Pare che ora ad Adro (provincia di Brescia) la polemica, innescata da genitori in regola col pagamento delle rette, sia sul fatto che la refezione scolastica è un optional , un servizio aggiuntivo rispetto alle lezioni e che quindi, come tale, va pagata. Sul fatto che la mensa abbia dei costi e debba essere pagata (sulla base di tabelle diversificate secondo i redditi delle famiglie, come ad es. avviene a Milano) non ci sono dubbi. Quel che forse si dimentica e/o che lo stesso sindaco di Adro sembra ignorare è il fatto che comunque la mensa, nella scuola a tempo pieno, è parte integrante dell’orario delle lezioni, è da considerare all’interno delle attività scolastiche e non fuori.

Tra l’altro la mensa, nelle scuole a tempo pieno, non è mai stata considerata pura e semplice “ristorazione”, ma momento educativo coessenziale alla crescita dell’alunno insieme al leggere scrivere far di conto ed alle attività laboratoriali. Si è sempre trattato di educazione alimentare, di momento altamente socializzante e pieno di rapporti relazionali importanti per una sana convivenza bambino-bambino e bambino-adulti di riferimento. Eliminare (ad Adro e dintorni) questo continuum educativo , che tra l’altro è un tratto distintivo del tempo-pieno rispetto ai vari spezzatini pedagogici propinatici prima da Moratti e poi da Gelmini, equivale a negare un diritto fondamentale per la vita comunitaria del bambino e risulta decisamente intollerabile.

Perfino una rivista filogovernativa come Tuttoscuola si è sentita in dovere di precisare che “nelle scuole a tempo pieno la mensa è obbligatoria”, chiarendo che “g li alunni iscritti al tempo pieno di Adro o di altre località italiane hanno l’obbligo di prendere parte a tutte le attività della scuola dal momento dell’ingresso al mattino fino al termine delle lezioni nel pomeriggio”. In realtà Tuttoscuola in un precedente commento usava toni decisamente più critici nei confronti dell’amministrazione locale (“Chi frequenta quella scuola deve frequentare anche il servizio di mensa, pagandolo, ovviamente. Ma la scuola, né tantomeno il sindaco, può decidere per questo di mandare a casa i ragazzi”) ma tanto basti.
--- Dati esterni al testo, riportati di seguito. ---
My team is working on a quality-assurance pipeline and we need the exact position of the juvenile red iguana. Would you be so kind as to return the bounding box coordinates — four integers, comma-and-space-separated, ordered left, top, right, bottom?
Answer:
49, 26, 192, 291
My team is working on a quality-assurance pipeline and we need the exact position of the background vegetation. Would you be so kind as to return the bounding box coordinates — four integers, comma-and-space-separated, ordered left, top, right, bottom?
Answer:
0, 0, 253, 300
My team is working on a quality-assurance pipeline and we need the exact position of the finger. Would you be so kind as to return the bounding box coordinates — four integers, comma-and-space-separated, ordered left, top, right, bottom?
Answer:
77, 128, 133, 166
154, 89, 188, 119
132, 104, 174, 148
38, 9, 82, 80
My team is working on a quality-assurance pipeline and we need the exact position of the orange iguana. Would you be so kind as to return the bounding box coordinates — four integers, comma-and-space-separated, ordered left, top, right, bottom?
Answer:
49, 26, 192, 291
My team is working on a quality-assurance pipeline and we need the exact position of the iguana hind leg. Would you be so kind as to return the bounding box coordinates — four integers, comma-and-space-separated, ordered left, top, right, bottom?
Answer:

Nella stessa pagina on line Tuttoscuola riporta i dati relativi al fenomeno dell’insolvenza del pagamento della mensa, diffuso sul piano nazionale, con particolare riferimento alla situazione milanese (dati di Milano Ristorazione). Ma il punto non sta qui. Non sta nel fatto se la refezione scolastica debba essere pagata o no (da sempre questo servizio è a pagamento). Il punto dolente (e scandaloso) sta nel fatto che un’amministrazione locale –come ha sottolineato peraltro Francesca Puglisi anche su questo giornale- se la sia presa direttamente con i bambini delle famiglie insolventi, negando loro l’accesso alla mensa, lasciandoli senza cibo. Inutile fare gli ipocriti o scoprire oggi l’esistenza di un fenomeno noto e diffuso da tempo (e per il quale l’amministrazione locale ha altri mezzi e possibilità di intervento). Il salto di qualità sta proprio qui, nel fatto che si colpiscano direttamente i bambini (guarda caso in buona parte stranieri e da parte di una giunta leghista).

Ricordiamo, tra l’altro, che sin dagli anni ’70 il tempo pieno di Adro era famoso per essere una delle esperienze più innovative nell’area lombarda (1), accanto ad alcune realtà milanesi (Rho II circolo, S.Erlembardo, ecc.). Mai a nessuno, in quella scuola d’avanguardia e in quel contesto locale, sarebbe venuto in mente di discriminare alcuni bambini all’interno della comunità scolastica. Molta acqua dev’essere passata sotto i ponti. Oggi ci tocca assistere a questo spettacolo indecente.